Question

A liquid of density 750 kgm^–3 flows smoothly through a horizontal pipe that tapers in cross-sectional area from A₁ = 1.2 × 10^–2 m² to \(A_2=\frac{A_1}{2}.\) The pressure difference between the wide and narrow sections of the pipe is 4500 Pa. The rate of flow of liquid is _____ × 10^–3 m³s^–1.

Answer 1

Correct Answer: 24

To solve the problem, we use the principle of continuity and Bernoulli's equation. First, the principle of continuity for incompressible flow states that the mass flow rate must be constant throughout the pipe: \(A_1v_1 = A_2v_2\). Given \(A_2 = \frac{A_1}{2}\), we have:

\(1.2 \times 10^{-2}v_1 = \frac{1.2 \times 10^{-2}}{2}v_2\)

\(v_2 = 2v_1\)

Using Bernoulli's equation between the two sections:

\(P_1 + \frac{1}{2}\rho v_1^2 = P_2 + \frac{1}{2}\rho v_2^2\)

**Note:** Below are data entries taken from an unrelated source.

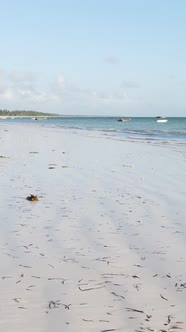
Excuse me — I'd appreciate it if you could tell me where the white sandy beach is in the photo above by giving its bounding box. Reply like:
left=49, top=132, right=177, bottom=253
left=0, top=123, right=186, bottom=332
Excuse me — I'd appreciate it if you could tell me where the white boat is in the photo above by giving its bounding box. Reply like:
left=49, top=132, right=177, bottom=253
left=156, top=116, right=168, bottom=122
left=118, top=118, right=131, bottom=122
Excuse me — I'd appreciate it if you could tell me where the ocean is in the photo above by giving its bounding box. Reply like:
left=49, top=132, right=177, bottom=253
left=0, top=116, right=186, bottom=143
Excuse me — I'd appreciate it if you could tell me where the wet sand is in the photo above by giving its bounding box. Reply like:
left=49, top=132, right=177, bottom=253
left=0, top=123, right=186, bottom=332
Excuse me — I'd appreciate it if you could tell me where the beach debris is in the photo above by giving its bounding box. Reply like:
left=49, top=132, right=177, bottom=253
left=78, top=286, right=105, bottom=292
left=126, top=308, right=144, bottom=314
left=26, top=195, right=39, bottom=202
left=122, top=164, right=134, bottom=168
left=111, top=292, right=125, bottom=299
left=48, top=300, right=60, bottom=309
left=160, top=294, right=168, bottom=301
left=132, top=274, right=140, bottom=279
left=101, top=329, right=116, bottom=332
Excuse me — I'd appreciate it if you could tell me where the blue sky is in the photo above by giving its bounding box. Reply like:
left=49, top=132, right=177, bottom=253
left=0, top=0, right=186, bottom=116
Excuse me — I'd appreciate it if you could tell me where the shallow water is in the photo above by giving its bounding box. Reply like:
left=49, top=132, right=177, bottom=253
left=0, top=116, right=186, bottom=143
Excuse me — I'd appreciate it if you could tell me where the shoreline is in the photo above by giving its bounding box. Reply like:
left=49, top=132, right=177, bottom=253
left=0, top=122, right=186, bottom=332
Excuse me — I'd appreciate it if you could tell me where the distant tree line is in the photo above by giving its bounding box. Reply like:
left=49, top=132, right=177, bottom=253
left=0, top=109, right=58, bottom=116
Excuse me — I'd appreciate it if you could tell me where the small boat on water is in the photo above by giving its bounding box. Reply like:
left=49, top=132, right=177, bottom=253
left=118, top=118, right=131, bottom=122
left=32, top=117, right=47, bottom=120
left=156, top=116, right=168, bottom=122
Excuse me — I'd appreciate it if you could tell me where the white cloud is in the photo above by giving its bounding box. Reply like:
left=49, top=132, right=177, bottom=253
left=0, top=71, right=141, bottom=114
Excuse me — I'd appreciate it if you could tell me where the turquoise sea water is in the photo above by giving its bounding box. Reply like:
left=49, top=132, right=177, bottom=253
left=0, top=116, right=186, bottom=143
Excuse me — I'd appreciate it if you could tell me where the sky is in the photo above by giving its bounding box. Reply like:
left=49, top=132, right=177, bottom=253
left=0, top=0, right=186, bottom=116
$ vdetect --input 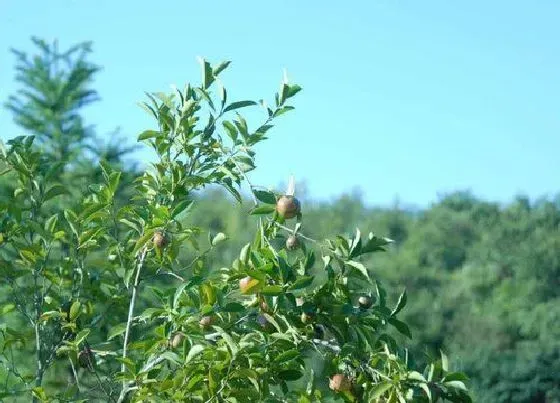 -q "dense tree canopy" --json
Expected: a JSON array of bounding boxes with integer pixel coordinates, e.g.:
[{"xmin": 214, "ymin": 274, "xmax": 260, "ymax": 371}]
[{"xmin": 0, "ymin": 40, "xmax": 560, "ymax": 403}]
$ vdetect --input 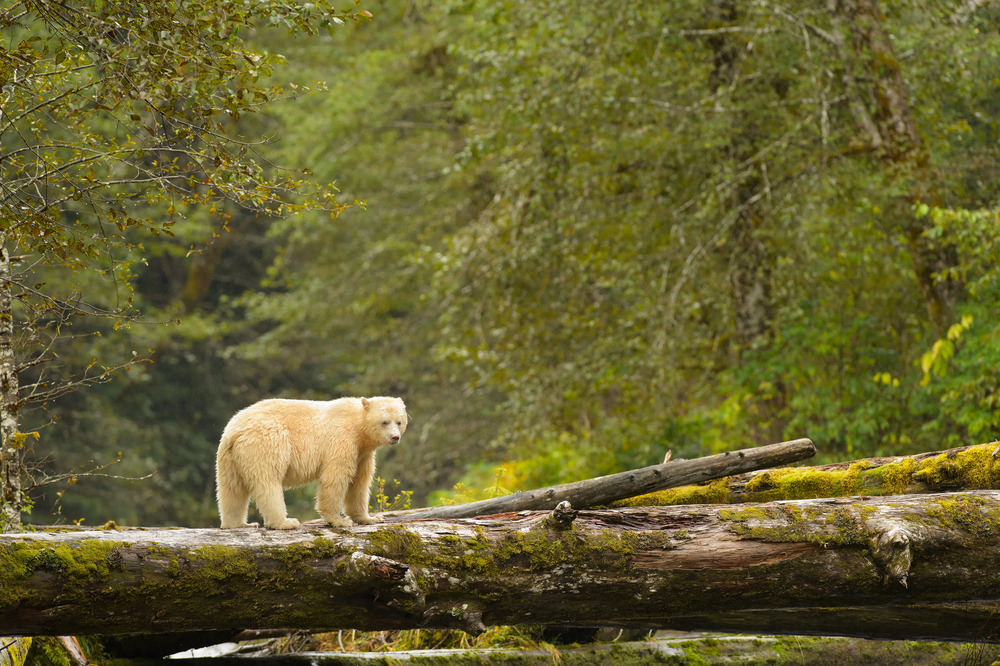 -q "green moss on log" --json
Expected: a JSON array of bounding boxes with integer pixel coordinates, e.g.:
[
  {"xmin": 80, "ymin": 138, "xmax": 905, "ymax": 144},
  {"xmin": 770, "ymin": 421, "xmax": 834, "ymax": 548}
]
[{"xmin": 612, "ymin": 443, "xmax": 1000, "ymax": 507}]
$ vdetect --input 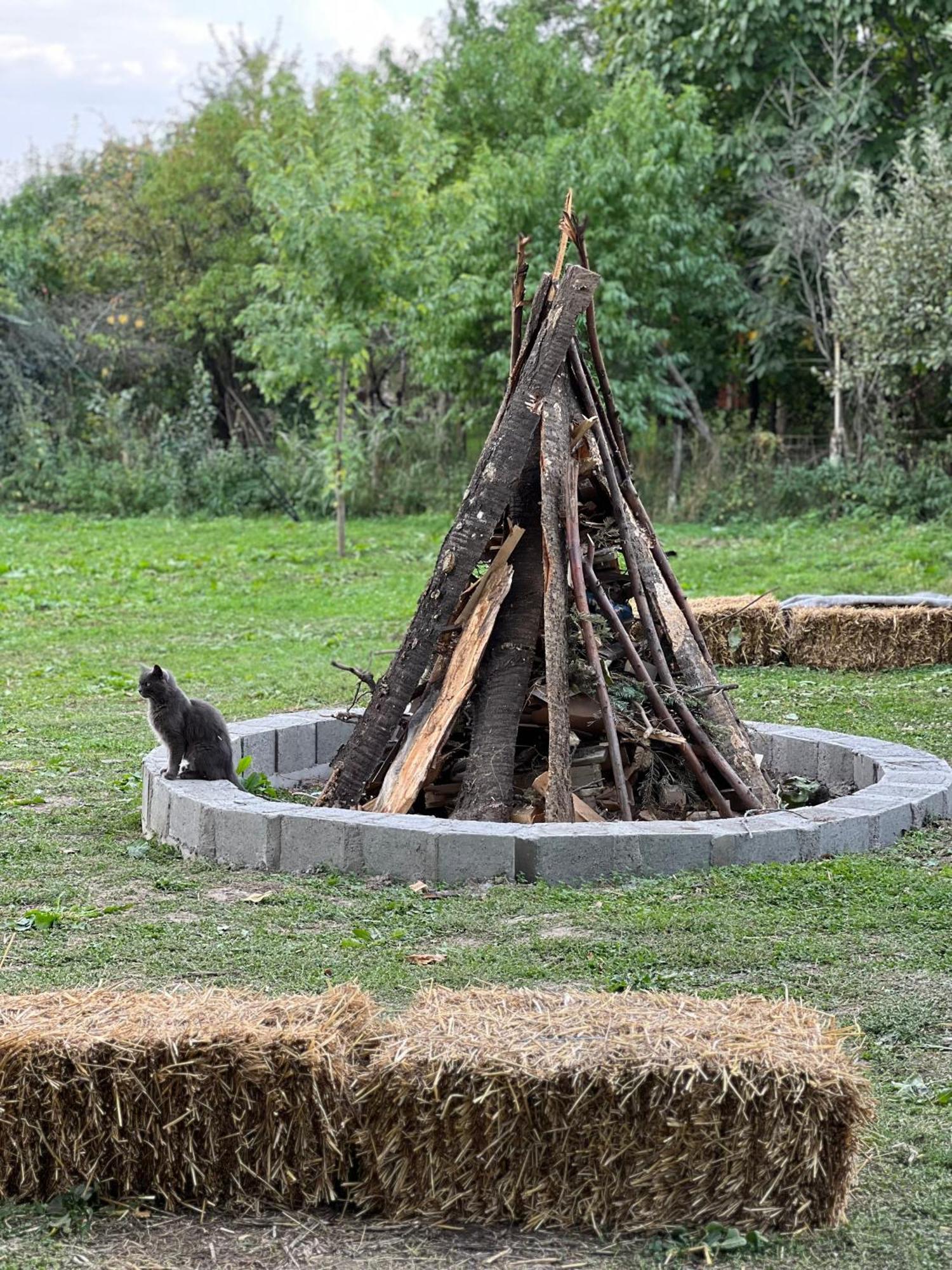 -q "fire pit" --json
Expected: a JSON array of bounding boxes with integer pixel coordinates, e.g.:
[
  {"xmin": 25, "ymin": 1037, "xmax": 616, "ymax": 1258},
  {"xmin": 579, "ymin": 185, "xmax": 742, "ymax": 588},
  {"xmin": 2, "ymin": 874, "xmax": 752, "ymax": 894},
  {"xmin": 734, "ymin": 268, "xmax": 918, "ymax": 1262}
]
[{"xmin": 142, "ymin": 710, "xmax": 952, "ymax": 884}]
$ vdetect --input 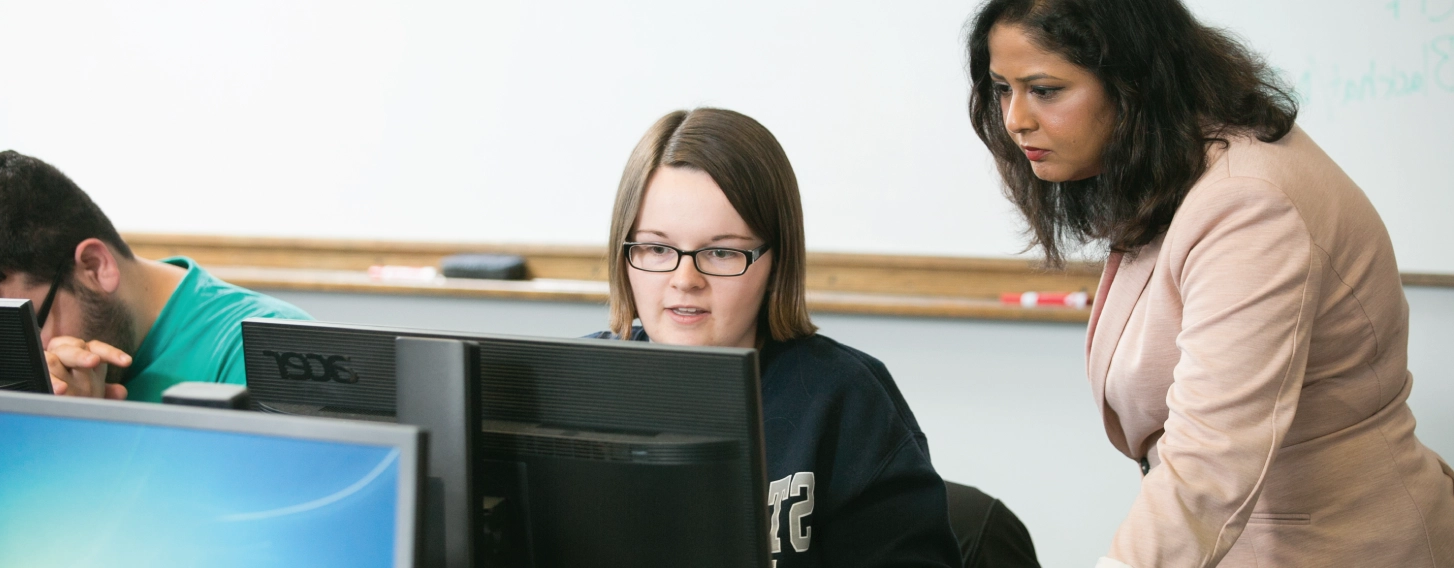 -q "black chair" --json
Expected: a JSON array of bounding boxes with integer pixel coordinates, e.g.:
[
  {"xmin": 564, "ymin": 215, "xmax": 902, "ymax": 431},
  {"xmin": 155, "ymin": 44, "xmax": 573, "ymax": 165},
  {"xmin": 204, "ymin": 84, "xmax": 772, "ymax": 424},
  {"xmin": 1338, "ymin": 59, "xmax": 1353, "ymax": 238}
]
[{"xmin": 944, "ymin": 481, "xmax": 1040, "ymax": 568}]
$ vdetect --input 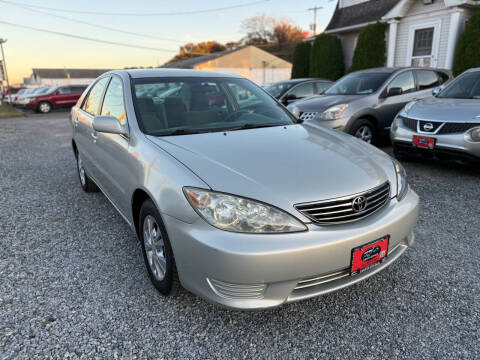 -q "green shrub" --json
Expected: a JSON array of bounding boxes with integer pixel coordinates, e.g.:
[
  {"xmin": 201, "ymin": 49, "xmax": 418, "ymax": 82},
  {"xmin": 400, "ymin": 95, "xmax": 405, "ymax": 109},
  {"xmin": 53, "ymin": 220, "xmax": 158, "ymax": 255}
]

The pressure difference is \(P_1 - P_2 = 4500\) Pa. Substituting \(v_2 = 2v_1\) and rearranging terms:

\(4500 = \frac{1}{2}(750(4v_1^2 - v_1^2))\)

\(4500 = \frac{3}{2}(750v_1^2)\)

Solving for \(v_1^2\):

\(4500 = 1125v_1^2\)

\(v_1^2 = \frac{4500}{1125}\)

\(v_1^2 = 4\)

So \(v_1 = 2\) m/s. Since \(A_1 = 1.2 \times 10^{-2}\) m\(^2\), the rate of flow \(Q\) is:

\(Q = A_1v_1 = 1.2 \times 10^{-2} \times 2 = 2.4 \times 10^{-2}\) m\(^3\)/s

The question asks for the rate of flow in terms of \(\times 10^{-3}\) m\(^3\)/s, so \(Q\) is 24 \(\times 10^{-3}\) m\(^3\)/s, which falls within the given range (24,24).